Ever feel like you are just going through it with your spouse? Like you’re out of sync or on two different planets? It’s because the relationship you have with your husband is the most powerful form of love you can express in your entire life. And the enemy will never like that.
Some say the love between mamma and babe is unmatchable. And it is powerful for sure. Wrapped up in a mamma’s love are three forms of love from the Greek: Agape, Ludus, and Pragma. We know agape as unconditional love. CS Lewis called it the highest form of Christian love. It’s our number one commission: lead in love. Love others more than self. Love God. All without condition. All more than yourself. This is no small task when we consider we are a whole lot of human.

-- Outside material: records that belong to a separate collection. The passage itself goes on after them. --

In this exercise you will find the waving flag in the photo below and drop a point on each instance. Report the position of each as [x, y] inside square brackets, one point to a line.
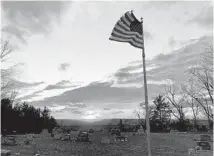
[128, 29]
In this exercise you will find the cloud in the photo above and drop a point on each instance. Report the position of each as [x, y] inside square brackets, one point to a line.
[61, 85]
[24, 18]
[64, 66]
[204, 18]
[106, 109]
[16, 85]
[118, 112]
[112, 93]
[171, 42]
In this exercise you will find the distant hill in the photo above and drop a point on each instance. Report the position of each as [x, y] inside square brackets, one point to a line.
[103, 122]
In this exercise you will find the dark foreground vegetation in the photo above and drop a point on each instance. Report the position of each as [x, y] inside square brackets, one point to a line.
[24, 118]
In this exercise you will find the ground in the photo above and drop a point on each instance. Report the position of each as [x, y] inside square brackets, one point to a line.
[162, 145]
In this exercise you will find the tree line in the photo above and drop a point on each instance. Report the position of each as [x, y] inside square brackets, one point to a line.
[24, 118]
[195, 94]
[19, 117]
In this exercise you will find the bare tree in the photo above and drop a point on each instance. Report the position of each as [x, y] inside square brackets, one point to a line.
[191, 102]
[177, 100]
[6, 50]
[6, 73]
[202, 82]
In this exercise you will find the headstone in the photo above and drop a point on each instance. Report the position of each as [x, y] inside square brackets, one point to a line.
[57, 136]
[205, 137]
[65, 137]
[105, 140]
[28, 149]
[5, 152]
[45, 132]
[9, 140]
[204, 145]
[140, 130]
[191, 152]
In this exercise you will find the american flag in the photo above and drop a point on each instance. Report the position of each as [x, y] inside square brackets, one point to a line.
[128, 29]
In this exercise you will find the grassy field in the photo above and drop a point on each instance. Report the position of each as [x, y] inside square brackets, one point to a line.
[162, 145]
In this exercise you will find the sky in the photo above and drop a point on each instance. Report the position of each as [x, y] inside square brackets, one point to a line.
[67, 63]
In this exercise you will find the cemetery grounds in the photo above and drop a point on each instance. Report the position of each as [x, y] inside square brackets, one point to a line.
[163, 144]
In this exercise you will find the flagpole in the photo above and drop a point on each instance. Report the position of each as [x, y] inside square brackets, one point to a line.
[146, 96]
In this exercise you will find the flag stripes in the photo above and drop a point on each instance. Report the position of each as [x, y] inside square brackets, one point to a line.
[128, 29]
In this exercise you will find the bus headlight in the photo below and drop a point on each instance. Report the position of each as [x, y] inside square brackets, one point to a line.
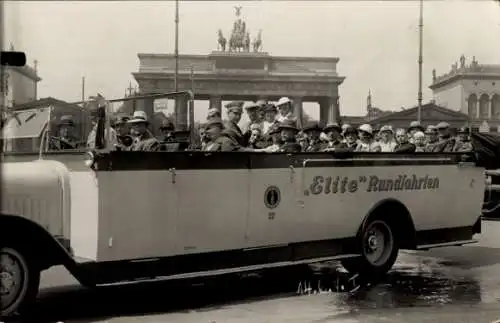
[89, 159]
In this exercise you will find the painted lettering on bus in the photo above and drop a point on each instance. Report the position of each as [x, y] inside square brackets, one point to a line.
[372, 183]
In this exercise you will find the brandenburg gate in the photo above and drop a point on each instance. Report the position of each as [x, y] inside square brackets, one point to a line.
[242, 73]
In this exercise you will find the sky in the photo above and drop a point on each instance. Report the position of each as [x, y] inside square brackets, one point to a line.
[376, 41]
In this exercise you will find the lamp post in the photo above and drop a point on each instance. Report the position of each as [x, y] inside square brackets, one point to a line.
[420, 59]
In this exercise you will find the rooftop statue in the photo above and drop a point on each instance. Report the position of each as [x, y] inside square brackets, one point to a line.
[257, 42]
[221, 41]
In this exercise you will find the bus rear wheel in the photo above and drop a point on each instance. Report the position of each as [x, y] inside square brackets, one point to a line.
[19, 281]
[379, 250]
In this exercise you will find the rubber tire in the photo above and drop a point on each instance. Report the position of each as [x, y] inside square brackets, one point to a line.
[362, 266]
[29, 292]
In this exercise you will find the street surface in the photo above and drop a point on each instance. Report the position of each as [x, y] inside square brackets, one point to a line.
[457, 284]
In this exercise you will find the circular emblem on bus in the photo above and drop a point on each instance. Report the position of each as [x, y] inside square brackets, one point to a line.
[272, 197]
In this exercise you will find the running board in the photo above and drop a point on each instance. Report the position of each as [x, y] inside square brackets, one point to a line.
[232, 270]
[445, 244]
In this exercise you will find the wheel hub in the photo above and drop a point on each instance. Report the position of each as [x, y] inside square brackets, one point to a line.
[373, 242]
[7, 282]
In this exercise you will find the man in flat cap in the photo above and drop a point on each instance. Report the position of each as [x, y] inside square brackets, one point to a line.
[66, 138]
[122, 131]
[143, 140]
[313, 132]
[288, 129]
[110, 138]
[285, 109]
[218, 140]
[463, 142]
[231, 128]
[252, 111]
[432, 138]
[333, 134]
[446, 142]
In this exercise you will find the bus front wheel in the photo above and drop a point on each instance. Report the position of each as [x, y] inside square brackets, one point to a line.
[19, 281]
[379, 250]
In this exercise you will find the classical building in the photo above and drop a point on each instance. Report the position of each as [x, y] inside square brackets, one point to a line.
[431, 114]
[240, 73]
[472, 89]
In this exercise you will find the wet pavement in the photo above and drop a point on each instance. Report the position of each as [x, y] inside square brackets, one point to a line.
[456, 284]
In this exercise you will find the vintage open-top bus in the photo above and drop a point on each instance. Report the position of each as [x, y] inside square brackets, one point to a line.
[117, 216]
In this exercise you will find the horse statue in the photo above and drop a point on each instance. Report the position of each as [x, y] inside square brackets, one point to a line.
[236, 42]
[221, 41]
[257, 43]
[247, 42]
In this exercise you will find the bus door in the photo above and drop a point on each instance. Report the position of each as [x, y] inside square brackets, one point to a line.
[274, 216]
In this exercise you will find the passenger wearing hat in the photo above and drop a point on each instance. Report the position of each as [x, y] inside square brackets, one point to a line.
[419, 141]
[350, 135]
[218, 140]
[213, 113]
[288, 130]
[285, 109]
[334, 139]
[66, 138]
[254, 120]
[110, 137]
[367, 141]
[414, 127]
[270, 112]
[432, 139]
[387, 141]
[231, 128]
[446, 142]
[463, 142]
[122, 131]
[313, 131]
[256, 139]
[404, 145]
[143, 139]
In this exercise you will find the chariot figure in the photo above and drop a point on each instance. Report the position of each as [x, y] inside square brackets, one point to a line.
[257, 43]
[222, 41]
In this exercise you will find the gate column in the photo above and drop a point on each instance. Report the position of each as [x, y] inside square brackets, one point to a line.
[181, 112]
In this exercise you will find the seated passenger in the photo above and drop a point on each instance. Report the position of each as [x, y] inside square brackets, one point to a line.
[256, 140]
[367, 141]
[122, 132]
[275, 135]
[288, 130]
[387, 141]
[446, 142]
[231, 128]
[463, 143]
[143, 140]
[111, 139]
[332, 132]
[419, 141]
[404, 145]
[66, 138]
[432, 138]
[350, 135]
[313, 132]
[218, 140]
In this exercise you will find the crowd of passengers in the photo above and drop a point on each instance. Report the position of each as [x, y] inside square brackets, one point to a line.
[272, 127]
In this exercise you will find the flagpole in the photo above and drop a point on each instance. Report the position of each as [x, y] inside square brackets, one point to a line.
[176, 53]
[420, 60]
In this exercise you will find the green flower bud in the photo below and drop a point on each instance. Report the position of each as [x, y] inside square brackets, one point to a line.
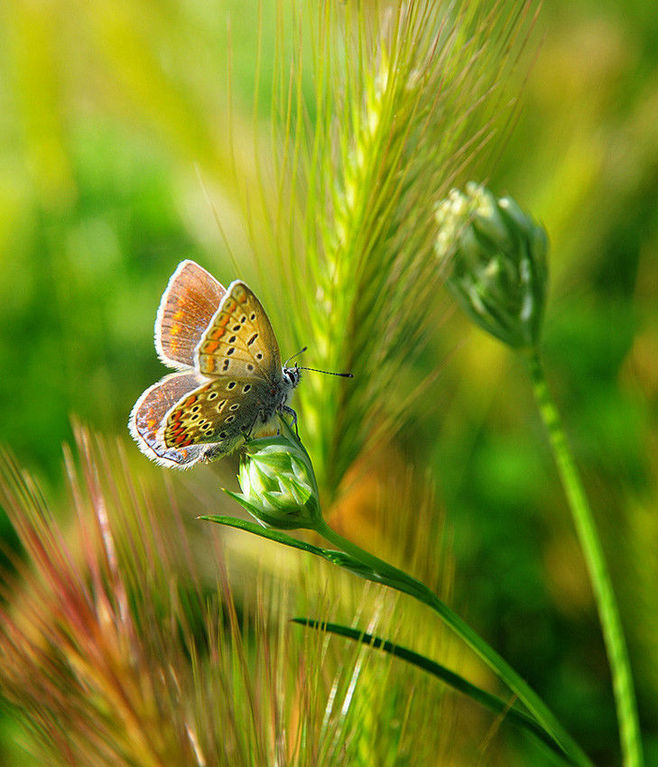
[497, 253]
[278, 483]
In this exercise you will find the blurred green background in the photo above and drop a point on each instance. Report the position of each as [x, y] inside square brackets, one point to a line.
[113, 139]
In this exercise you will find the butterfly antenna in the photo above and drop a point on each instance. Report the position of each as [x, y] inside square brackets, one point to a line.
[315, 370]
[327, 372]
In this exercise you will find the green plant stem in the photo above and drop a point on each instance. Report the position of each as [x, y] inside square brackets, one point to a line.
[590, 544]
[399, 580]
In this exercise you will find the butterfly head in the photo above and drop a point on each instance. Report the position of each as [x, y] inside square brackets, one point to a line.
[291, 375]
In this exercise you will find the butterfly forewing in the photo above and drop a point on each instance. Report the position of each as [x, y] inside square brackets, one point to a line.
[222, 411]
[239, 341]
[186, 309]
[148, 413]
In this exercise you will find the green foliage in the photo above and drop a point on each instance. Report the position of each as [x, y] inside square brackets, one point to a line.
[122, 120]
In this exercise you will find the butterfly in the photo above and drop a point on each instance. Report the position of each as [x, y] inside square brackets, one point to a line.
[230, 381]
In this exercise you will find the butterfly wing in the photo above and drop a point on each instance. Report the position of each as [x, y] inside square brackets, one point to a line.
[186, 308]
[147, 416]
[220, 412]
[239, 341]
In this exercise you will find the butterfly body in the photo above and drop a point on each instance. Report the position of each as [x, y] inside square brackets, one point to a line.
[230, 382]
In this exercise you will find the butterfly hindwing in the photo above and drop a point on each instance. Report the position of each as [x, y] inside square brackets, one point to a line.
[187, 306]
[148, 412]
[239, 341]
[222, 412]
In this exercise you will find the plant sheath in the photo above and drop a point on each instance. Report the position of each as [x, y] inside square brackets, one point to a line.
[590, 544]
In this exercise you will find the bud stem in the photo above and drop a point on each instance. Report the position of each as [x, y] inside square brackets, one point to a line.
[590, 544]
[399, 580]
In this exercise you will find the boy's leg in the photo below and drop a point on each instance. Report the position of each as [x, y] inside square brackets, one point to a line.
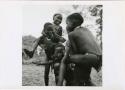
[46, 74]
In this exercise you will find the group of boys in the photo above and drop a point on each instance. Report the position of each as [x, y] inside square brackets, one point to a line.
[74, 61]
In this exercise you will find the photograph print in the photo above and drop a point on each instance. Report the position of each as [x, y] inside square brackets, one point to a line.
[62, 45]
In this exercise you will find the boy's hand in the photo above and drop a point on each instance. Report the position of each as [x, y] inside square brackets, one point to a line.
[29, 53]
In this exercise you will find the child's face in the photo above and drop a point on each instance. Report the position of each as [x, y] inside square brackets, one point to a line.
[70, 26]
[57, 19]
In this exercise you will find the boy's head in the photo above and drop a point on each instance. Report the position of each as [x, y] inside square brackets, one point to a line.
[48, 30]
[57, 18]
[73, 21]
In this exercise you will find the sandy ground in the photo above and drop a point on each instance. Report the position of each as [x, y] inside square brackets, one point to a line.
[32, 75]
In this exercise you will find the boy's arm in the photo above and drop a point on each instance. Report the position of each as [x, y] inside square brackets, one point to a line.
[63, 67]
[30, 53]
[60, 38]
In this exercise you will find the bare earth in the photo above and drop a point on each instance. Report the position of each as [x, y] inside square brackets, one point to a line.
[32, 75]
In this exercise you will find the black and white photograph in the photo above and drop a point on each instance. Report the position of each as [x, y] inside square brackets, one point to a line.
[62, 45]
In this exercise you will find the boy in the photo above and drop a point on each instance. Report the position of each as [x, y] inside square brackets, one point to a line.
[49, 39]
[83, 51]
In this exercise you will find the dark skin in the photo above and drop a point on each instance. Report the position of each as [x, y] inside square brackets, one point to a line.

A Ludus sort of love is playful. With spouse or child, this component might be the first that fizzles and makes the heaviness outweigh the Ludus. It takes a mindful effort to keep it in place.
Pragma love is the sort that is long-lasting. Marriages that stand the test of time (or rather that stand the test of choosing to prefer a spouse over self) know pragma love. It’s a heart condition of healthy compromise and focusing more on giving over the endless ticker tape of “What’s in it for me?”
Are these first three present in your marriage already? Not perfectly, of course they won’t be there perfectly because for now, only God loves perfectly. But it’s good to ask ourselves this question regularly. What about the rest of the forms of love?
Specific to marriage, are the other three, making it three times harder to include and maybe three times more likely to fail. Thankfully we aren’t standing our ground alone. God wants this to work. It’s a supernatural win for the Kingdom that Satan could never mimic. He also has to be asked in before he can destroy it. We have a hand in this.
Philautia is sometimes called selfish love, but that’s just the negative side of it. The side we hear in the promise is that God trades these ashes in for beauty. We learn to see ourselves as lovable so we are more capable of loving others well. The love we believe we are worth is the love we pay out to others. If it’s small or non-existent, then our love for others will be the same.
Philia is the kind of love that fights for the other one. Like. Literally. Fights for the other. It means “friendship” but it’s feisty friendship. A “Don’t you dare mess with my man or I am likely to cut you” kind of friendship. There’s a chance I have too much of this, but we each have our struggles.
And of course, there’s Eros. It’s physical love wrapped up in a spiritual tie that will never sever. Some people call it a soul tie. The Greeks viewed this love as powerful but almost negatively as it was the sort of love that makes a person lose their right minds and be irrational in their level of need for the other person. And this whole time I thought it was just Handsome’s uniform that made me twitter pated.
But nope. It’s God’s plan. It’s his creation in marriage that we should want and strive and work to show all six types of love. It’s a fight and it’s my whole self fully devoted to his whole self in love. Mind, body, and soul- these are the parts of us we are supposed to love our spouse with.
I want to be better at this. Not for one second do I ever want my husband to wonder, “does she really love me?” I want his most secure spaces to be in our marriage. When everything else feels as if it’s going wrong, I want him to know this place, right here, is safe. In loving him this fully, my heart’s desire is that he turns around and pours some of this out to our children and the people in his life. It’s the best way we can honor our men and spit a little right in the devil’s eye.